Pablo llegó plácidamente al mundo un claro día de verano
Pablo llegó plácidamente al mundo un claro día de verano, cuando el sol asomaba en el horizonte
La noche, de abrumadora luna llena, había sido ventosa y algo fría pero el amanecer se tornó tranquilo como envuelto en un velo suave, de pelusa de melocotón, que acaricia. Fue, entonces, al disiparse la oscuridad y quedar todo como en suspenso cuando él se decidió a salir.
El embarazo había sido hermoso. Mi segundo hijo se benefició, indudablemente, por ser eso, el segundo. Mi primer hijo, me había enseñado el significado de quererlos en toda su dimensión.
Aún recuerdo mis diálogos, aunque más bien debiera decir monólogos, con el doctor que impartía las clases de preparación al parto, hablándole de este sentimiento. Desde el primer momento, dentro de mí, se estableció ese nexo de unión real, con la vida que se gestaba. Porque no imaginaba quererlo, sabía lo que realmente significaba. No se conoce un sentimiento, profundamente, si antes no se ha experimentado.
Durante los nueve meses del embarazo, de noviembre a julio, la vida siguió su curso, no cambió ni un ápice, solo aumenté unos kilos. No me gustan los tópicos, así que todo siguió entre trabajo, ocupaciones, actividades y por supuesto los juegos con mi primer hijo, activo, travieso, curioso, tan hablador que nunca se cansaba de preguntar, era insaciable y tenía tres años.
Pablo debía nacer el cinco de julio pero se lo tomó con calma y yo respeté su decisión. La tarde del día nueve consulté con el médico que me reconoció y me dijo que podía irme tranquilamente al hospital pues había comenzado la dinámica del parto pero podía hacerlo sin prisas, que tuviese calma.
Y así lo hice exactamente, al anochecer.
Durante toda la noche esperé y esperé, hablándole calladamente, susurrándole despacito. Estábamos solos él y yo en una habitación en penumbras. En un par de ocasiones vinieron a controlar qué caminos iba recorriendo, por dónde se encontraba o tal vez lo divisasen pero todo hacía suponer que venía como de paseo, tranquilo, como si calculase el mejor momento para su aparición.
Por supuesto que, en ocasiones, se dejaba notar ostensiblemente que seguía su recorrido pero no se hicieron para mí los lamentos, los juncos se doblan con el viento, no oponen resistencia, no se rompen y mi tranquilidad y la ausencia de tensiones favorecían la elasticidad del cuerpo haciendo más sencilla la travesía de quien iba a nacer.
Yo, por si acaso, abrí la puerta de par en par para cuando estuviera listo.
Con las brumas del amanecer lo vieron aparecer en el último recodo y me dijeron que me preparase que ya llegaba. Yo estaba lista desde tiempo atrás.
Nos llevaron a una sala “agradable”, no había luces estridentes ni personal bullicioso. Ventanales de cristal traslúcido dejaban pasar una luz lechosa, envolvente.
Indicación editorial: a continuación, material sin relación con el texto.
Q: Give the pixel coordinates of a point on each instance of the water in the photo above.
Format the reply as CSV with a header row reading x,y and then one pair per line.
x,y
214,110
Todo estaba en calma, nos atendió una matrona enorme, tranquila, cercana y cariñosa que ayudó con ternura y paciencia a que Pablo llegase cuando quisiese. Decía que debía encontrarse tan a gusto que se resistía a dejar el entorno que conocía.
A intervalos, nos llegaba algún quejido, algún improperio desde paritorios cercanos. Hubo muchos nacimientos esa jornada, la luna llena trae consigo esa fuerza y los médicos no podían multiplicarse ante tanto “advenimiento”.
Mientras tanto, ella, con caricias y consejos me inducía a facilitarle a Pablo su llegada, nos escuchábamos. Finalmente apareció un doctor que dentro de la misma tónica de calma y dulzura contribuyó, incorporándome, a que el niño se deslizase suavemente en las manos de la matrona... que sin dilación lo puso sobre mi pecho mientras cortaba el cordón y extraía la placenta.
Ese tránsito final de mi hijo y los instantes que sucedieron quedaron grabados en mi alma y mi piel como el más pletórico y lleno de placer de mi vida.
Nunca he sentido ese culmen, seguidos de una gran paz, una tibieza envolvente y total placidez, una alegría y un llanto, tanta ternura y tanta fuerza.
Pablo, tras una espera de quince horas, nació al amanecer del 10 de julio de 1983, en el Hospital Público de la Paz (Madrid) en un entorno tranquilo y silencioso y con el mimo y los consejos de una matrona a la que llamaban Casey.
Hoy, Pablo, tiene 28 años y toda su vida, hasta ahora, es un reflejo de su llegada.